È Gesù il buon samaritano che si ferma, che fascia le ferite, che versa olio e vino, che paga l’albergo “fino al suo ritorno”. Il Signore, mediante la sua Incarnazione si è fermato con noi, ha voluto sostare ponendo la sua dimora; ci ha fasciato le ferite del peccato, mentre, indirizzati verso Gerico, città ritenuta paganizzante, siamo incappati nei briganti.
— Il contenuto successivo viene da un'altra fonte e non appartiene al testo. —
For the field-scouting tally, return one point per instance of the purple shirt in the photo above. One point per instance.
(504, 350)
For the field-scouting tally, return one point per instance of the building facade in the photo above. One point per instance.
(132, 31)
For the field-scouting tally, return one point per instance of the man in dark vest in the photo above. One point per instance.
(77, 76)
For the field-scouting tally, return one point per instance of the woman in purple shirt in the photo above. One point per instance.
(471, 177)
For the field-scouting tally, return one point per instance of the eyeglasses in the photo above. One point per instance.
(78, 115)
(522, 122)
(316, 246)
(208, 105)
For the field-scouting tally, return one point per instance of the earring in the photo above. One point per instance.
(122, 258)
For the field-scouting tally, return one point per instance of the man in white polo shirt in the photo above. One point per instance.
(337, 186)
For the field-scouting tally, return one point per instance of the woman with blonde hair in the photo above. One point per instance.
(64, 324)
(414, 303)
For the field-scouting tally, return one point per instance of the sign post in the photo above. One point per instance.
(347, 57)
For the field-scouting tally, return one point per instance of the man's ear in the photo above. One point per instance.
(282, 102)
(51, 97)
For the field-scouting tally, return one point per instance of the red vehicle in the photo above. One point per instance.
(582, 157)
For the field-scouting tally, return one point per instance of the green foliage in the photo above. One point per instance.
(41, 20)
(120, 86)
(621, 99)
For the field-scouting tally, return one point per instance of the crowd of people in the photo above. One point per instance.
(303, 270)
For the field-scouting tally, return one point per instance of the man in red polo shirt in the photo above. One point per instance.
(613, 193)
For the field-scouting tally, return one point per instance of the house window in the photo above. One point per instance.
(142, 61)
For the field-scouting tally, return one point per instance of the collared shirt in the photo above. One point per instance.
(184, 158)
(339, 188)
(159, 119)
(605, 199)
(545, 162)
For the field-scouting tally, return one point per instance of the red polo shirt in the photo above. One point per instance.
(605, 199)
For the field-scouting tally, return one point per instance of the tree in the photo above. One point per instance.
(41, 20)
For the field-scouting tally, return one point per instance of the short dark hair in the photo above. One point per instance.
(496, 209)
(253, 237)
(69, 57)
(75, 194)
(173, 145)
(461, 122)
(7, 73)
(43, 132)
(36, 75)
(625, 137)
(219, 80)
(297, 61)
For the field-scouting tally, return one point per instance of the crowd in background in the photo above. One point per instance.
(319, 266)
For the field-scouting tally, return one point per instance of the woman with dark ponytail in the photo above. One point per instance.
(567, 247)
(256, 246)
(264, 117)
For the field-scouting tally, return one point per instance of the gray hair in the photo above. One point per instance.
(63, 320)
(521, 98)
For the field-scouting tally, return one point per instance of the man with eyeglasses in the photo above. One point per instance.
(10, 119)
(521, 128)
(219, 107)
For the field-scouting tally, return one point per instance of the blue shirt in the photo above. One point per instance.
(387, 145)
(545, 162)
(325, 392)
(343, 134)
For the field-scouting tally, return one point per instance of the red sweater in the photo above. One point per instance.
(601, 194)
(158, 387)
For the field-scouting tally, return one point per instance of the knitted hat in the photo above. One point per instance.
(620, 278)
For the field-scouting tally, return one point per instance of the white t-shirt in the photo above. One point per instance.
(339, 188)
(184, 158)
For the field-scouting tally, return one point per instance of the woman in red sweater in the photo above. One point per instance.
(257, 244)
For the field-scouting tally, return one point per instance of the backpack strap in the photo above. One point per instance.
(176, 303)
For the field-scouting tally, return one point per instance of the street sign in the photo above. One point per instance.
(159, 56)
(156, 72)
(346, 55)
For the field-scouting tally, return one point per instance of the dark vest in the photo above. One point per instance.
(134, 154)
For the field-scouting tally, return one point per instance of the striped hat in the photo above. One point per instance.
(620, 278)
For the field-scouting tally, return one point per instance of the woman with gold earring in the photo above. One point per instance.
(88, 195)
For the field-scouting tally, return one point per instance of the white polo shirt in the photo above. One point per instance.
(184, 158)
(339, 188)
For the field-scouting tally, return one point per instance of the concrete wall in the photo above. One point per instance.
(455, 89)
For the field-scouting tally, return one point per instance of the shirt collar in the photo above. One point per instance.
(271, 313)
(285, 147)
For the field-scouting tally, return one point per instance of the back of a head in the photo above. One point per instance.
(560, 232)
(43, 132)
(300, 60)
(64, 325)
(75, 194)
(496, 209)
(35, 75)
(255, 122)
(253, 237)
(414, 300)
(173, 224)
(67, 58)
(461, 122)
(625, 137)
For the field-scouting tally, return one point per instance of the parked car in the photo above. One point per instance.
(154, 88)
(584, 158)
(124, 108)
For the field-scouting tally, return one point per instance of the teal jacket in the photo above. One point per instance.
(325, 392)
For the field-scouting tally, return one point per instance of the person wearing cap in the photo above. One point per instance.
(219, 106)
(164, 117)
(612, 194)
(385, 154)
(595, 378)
Quando, privi della grazia di Dio e cioè “mezzi morti” , il Signore versa olio e vino, elementi dagli echi sacramentali e, sempre a sue spese, ci porta nell’albergo, la Chiesa, “donec venias” (nell’attesa della sua venuta!).
È ancora l’evangelista Luca che parla della premura di Gesù per i poveri. Con accenti più amorevoli degli altri. Ci presenta il Signore commosso davanti alla
vedova di Nain a cui dice “Non piangere”; che accoglie la
peccatrice in casa di Simone il fariseo, che cambia il cuore sordido di
Zaccheo in un cuore pentito e generoso; Zaccheo scende dall’albero delle sue illusioni, delle sicurezze insicure, e cambia vita restituendo “quattro volte tanto”.
Questi sono i veri miracoli di Gesù, più grandi della tempesta sedata, della moltiplicazione dei pani, della risurrezione di un giovane. Sono questi gli eventi storici che meritano maggiore attenzione. Quando Gesù placa la tempesta dell’anima e vi moltiplica la sua pace, quando risuscita la vita di grazia perduta “verso Gerico”, un’esperienza che rende più felici del ritrovamento di una moneta, per quanto sia preziosa. E poi il padre che corre incontro al figlio, che fa festa, che uccide il vitello grasso.
San Luca non descrive, dipinge tutto con una minuzia quasi chirurgica direi, solo di un medico, solo di un appassionato di Cristo, solo di un santo. Personalmente, poi, mi colpisce sempre un dettaglio in più che Luca riporta rispetto agli altri, mi riferisco allo sguardo di Gesù a Pietro, immediatamente dopo il rinnegamento. Proprio il primo degli apostoli a cui Cristo diede le “chiavi del Regno”, che confessò uomo-Dio Gesù di Nazareth, che vide il Signore compiere prodigi strepitosi e azzittire i farisei, proprio lui, afferma di non conoscerlo. Certo quello che in pochi istanti avveniva sotto i suoi occhi non era previsto. Per niente, o quantomeno non in questo rapido evolversi, sicuramente senza il bacio di Giuda. E quanto gagliardamente affermato poche ore prima, “Signore, con te sono pronto ad andare in prigione e alla morte”, pareva eclissarsi dietro un senso di sgomento senza controllo, non riuscendo a riconoscere il Pietro di sempre, intrepido e dall’animo duro come le mani del pescatore. San Giovanni Crisostomo però magistralmente commenta: “La caduta di Pietro ci predica la fragilità della natura dell’uomo, quando esso non è sostenuto da Dio”. “E uscito, pianse amaramente”. A tal proposito vorrei riportare quanto dice a riguardo Mons. Fulton Shenn, ausiliare di New York negli anni sessanta: “Mosè percosse la roccia e ne scaturì acqua, Cristo guardò la Roccia (Tu sei Pietro…) e ne scaturirono lacrime.” Non uno sguardo di rabbia, non di delusione, ma solo perdono. Proprio questo scosse il cuore di colui che venne scelto per guidare la Chiesa di Cristo, e anche se una antica tradizione afferma che ogni qualvolta san Pietro udiva il canto del gallo scoppiasse in pianto, ciò non volge a discapito dell’amore che ciascuno di noi dovrebbe nutrire per la Chiesa.
“Siate misericordiosi come è misericordioso il Padre vostro celeste”.
La perfezione sta in questo. Luca dice “
misericordiosi”, Matteo “
perfetti”, ma non si oppongono, si completano! Il cristiano e ancor di più un membro dell’AdP, si distingue nell’esercizio di questa virtù. La perfezione sta nell’amore che si traduce nelle opere di misericordia, sia materiale che spirituale, e qui il catechismo ci viene incontro.
Questo tempo di grazia ci sia propizio per entrare sempre meglio nel “Cuore che tanto ha amato il mondo”, mistero che San Luca ha meravigliosamente centrato.